Film Festival Spotlights Women Protagonists Behind the Iron Curtain
An East German Film Festival at The University of Scranton will give local audiences a rare glimpse into life in the German Democratic Republic (GDR) before the fall of the Berlin Wall. This year’s festival features three films from a series titled “Filming Women: Iris Gusner’s Portrayal of Work and Love.”
In its sixth year, The University of Scranton’s 2012 East German Film Festival , which is free of charge and open to the public, will be held in the Pearn Auditorium of Brennan Hall on Nov. 6, 7 and 8, beginning at 7 p.m. All films will be shown with English subtitles.
Gusner, one of the few women to succeed as a feature film director in East Germany, made her mark by focusing on the role and emancipation of women in the GDR.

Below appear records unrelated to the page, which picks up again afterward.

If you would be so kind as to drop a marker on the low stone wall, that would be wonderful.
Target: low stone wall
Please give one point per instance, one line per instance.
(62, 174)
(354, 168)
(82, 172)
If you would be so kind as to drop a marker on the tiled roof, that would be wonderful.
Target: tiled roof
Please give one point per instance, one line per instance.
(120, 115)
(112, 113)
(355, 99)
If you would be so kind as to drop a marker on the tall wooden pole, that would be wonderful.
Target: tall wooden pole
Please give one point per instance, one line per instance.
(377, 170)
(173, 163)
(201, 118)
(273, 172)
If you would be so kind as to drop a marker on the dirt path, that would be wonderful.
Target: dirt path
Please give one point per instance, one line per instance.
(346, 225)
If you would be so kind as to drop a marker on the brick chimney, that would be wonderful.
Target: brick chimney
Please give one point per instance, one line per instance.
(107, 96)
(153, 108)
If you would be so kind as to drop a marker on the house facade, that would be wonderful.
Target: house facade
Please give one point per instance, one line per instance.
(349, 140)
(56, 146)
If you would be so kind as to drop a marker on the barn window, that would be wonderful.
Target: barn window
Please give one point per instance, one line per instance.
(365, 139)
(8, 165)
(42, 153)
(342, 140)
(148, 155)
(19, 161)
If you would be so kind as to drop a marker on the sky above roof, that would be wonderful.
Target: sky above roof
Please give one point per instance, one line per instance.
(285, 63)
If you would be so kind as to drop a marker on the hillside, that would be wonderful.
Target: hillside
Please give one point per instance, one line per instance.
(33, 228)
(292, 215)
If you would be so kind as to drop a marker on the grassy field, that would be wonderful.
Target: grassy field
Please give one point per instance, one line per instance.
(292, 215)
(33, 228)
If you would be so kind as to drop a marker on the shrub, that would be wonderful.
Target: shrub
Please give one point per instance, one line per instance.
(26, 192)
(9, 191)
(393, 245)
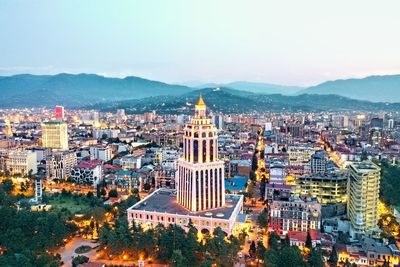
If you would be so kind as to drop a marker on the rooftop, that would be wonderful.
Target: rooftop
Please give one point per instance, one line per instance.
(364, 166)
(164, 201)
(236, 183)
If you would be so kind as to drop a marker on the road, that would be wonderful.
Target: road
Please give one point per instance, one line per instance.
(68, 251)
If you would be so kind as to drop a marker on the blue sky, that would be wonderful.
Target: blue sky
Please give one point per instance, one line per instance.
(286, 42)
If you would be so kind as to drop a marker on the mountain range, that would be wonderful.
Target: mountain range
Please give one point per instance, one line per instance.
(91, 90)
(373, 88)
(228, 100)
(254, 87)
(75, 90)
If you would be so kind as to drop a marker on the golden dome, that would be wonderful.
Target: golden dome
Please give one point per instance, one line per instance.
(200, 102)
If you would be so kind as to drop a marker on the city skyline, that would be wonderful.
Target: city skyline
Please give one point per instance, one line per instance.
(283, 43)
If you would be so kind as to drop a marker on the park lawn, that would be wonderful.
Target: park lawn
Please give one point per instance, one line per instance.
(71, 204)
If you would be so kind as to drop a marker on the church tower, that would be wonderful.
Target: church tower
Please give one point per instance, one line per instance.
(200, 180)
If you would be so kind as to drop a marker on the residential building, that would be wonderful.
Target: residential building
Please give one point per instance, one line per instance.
(21, 162)
(101, 153)
(55, 135)
(59, 164)
(294, 214)
(327, 187)
(300, 155)
(88, 172)
(200, 196)
(362, 208)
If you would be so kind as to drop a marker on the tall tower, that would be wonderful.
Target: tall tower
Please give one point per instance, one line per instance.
(200, 181)
(55, 135)
(7, 129)
(363, 191)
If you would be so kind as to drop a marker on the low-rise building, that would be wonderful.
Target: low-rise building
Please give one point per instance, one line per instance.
(88, 172)
(59, 164)
(294, 214)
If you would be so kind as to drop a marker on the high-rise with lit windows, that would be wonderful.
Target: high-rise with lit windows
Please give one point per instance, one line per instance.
(201, 174)
(55, 135)
(364, 183)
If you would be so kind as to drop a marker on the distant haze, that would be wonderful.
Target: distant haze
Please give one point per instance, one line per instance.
(286, 42)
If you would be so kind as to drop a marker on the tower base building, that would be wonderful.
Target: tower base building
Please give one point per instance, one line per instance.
(200, 186)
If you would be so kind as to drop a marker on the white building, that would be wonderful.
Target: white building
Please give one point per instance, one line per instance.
(108, 133)
(55, 135)
(99, 152)
(88, 172)
(131, 162)
(362, 207)
(20, 162)
(59, 165)
(277, 174)
(200, 196)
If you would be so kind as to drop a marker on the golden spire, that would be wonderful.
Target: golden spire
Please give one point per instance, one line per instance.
(200, 102)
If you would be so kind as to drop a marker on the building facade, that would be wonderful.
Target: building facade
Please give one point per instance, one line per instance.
(19, 162)
(295, 214)
(200, 195)
(88, 172)
(59, 164)
(362, 208)
(326, 187)
(55, 135)
(200, 180)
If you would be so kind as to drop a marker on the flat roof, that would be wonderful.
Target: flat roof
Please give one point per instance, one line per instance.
(164, 201)
(364, 166)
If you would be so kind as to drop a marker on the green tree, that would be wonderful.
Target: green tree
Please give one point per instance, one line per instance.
(287, 240)
(286, 256)
(7, 185)
(260, 250)
(262, 220)
(113, 193)
(273, 241)
(308, 241)
(315, 258)
(177, 259)
(79, 260)
(252, 249)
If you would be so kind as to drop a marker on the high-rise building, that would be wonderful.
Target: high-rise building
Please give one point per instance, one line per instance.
(362, 207)
(201, 175)
(295, 130)
(300, 156)
(55, 135)
(294, 215)
(218, 121)
(327, 187)
(20, 162)
(99, 152)
(390, 124)
(59, 113)
(59, 164)
(319, 161)
(277, 174)
(200, 196)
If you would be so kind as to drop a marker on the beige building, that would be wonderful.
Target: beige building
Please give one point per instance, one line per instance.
(200, 196)
(20, 162)
(326, 187)
(55, 135)
(300, 156)
(363, 190)
(60, 164)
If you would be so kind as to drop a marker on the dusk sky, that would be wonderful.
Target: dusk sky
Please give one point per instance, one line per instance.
(284, 42)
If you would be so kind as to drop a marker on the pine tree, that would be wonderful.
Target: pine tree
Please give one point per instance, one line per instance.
(308, 241)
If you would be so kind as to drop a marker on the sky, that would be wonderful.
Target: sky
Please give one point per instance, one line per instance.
(285, 42)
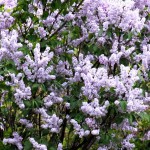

The festival is held in collaboration with the DEFA (Deutsche Film-Aktiengesellschaft) Film Library at the University of Massachusetts, Amherst. DEFA (1946-92), a state-owned studio, produced more than 750 films (many of them at the famous Studio Babelsberg), and in recent international critics’ surveys, more than a dozen have been voted among the 100 best German films ever. Still, these and other original documentaries or fictional works from the GDR are largely unknown to audiences both in and outside of Germany.
All three titles selected for the University’s 2012 East German Film Festival were directed by Gusner between 1973 and 1981. One of her most successful films, “All My Girls,” an authentic portrayal of female workers, will be shown on Tuesday, Nov. 6. Gusner’s much-heralded debut, “The Dove on the Roof,” which was banned for showing workers in distress, will be presented on Wednesday, Nov. 7. Her semi-autobiographical “Were the Earth Not Round” will be screened on Thursday, Nov. 8. A more detailed summary of each film follows.
The 2012 East German Film Festival is sponsored by the Department of World Languages and Cultures at The University of Scranton. For information, call 941-7430.
All My Girls (c) DEFA Film Library
Nov. 6, 7 p.m.: All
My Girls (Alle meine Mädchen) – 1980, 86 minutes.
Based on the nonfictional lives of women workers at the NARVA light bulb factory in Berlin, the film is a reality-based, semi-documentary social study that was shot in authentic settings. “All My Girls “stands out among DEFA films about women workers in that it depicts the conflicts of a factory brigade in a dramatic, but ultimately upbeat fashion. The film shares with other Gegenwartsfilme (contemporary films) of the 1970s and 1980s a concern with issues such as the role of work for an individual’s self-fulfillment. Gusner, however, manages to offer a woman’s perspective on these issues in her strong emphasis on maternal responsibility and female bonding.
The Dove on the Roof (c) DEFA Film Library
Nov. 7, 7 p.m.: The
Dove on the Roof (Die Taube auf dem Dach) – 1973, 82 minutes.
Linda, an engineer, falls in love with not one, but two of the men on her construction team, in a film that raises questions about the importance of work, love and happiness in socialist East Germany of the 1970s. The story of the film also becomes a lesson in GDR cultural politics. It was made at the end of a period of creative freedom in East Germany. However, shortly before the release, it was deemed as unsuitable for audiences by the communist regime. All copies of “The Dove on the Roof “ were supposed to be destroyed, but a single copy survived. Finally, it was screened in 1990, after the opening of the Wall.
Were the Earth Not Round (c) DEFA Film Library
Nov. 8, 7 p.m.: Were
the Earth Not Round (Wäre die Erde nicht rund) – 1981, 87 minutes.
Christiane, from East Germany, and Hatem, from Syria, meet and fall in love while studying in Moscow. As they contemplate a future together, they realize that while Hatem is committed to helping his country, Christiane cannot work as a scientist there. “I have always had the need to bring ‘world’ into my films, because I lacked that in the GDR. We did not get out, and the world did not get in,” Gusner said. This film can be read as homage to the international atmosphere at the International Moscow Film Academy where Gusner studied.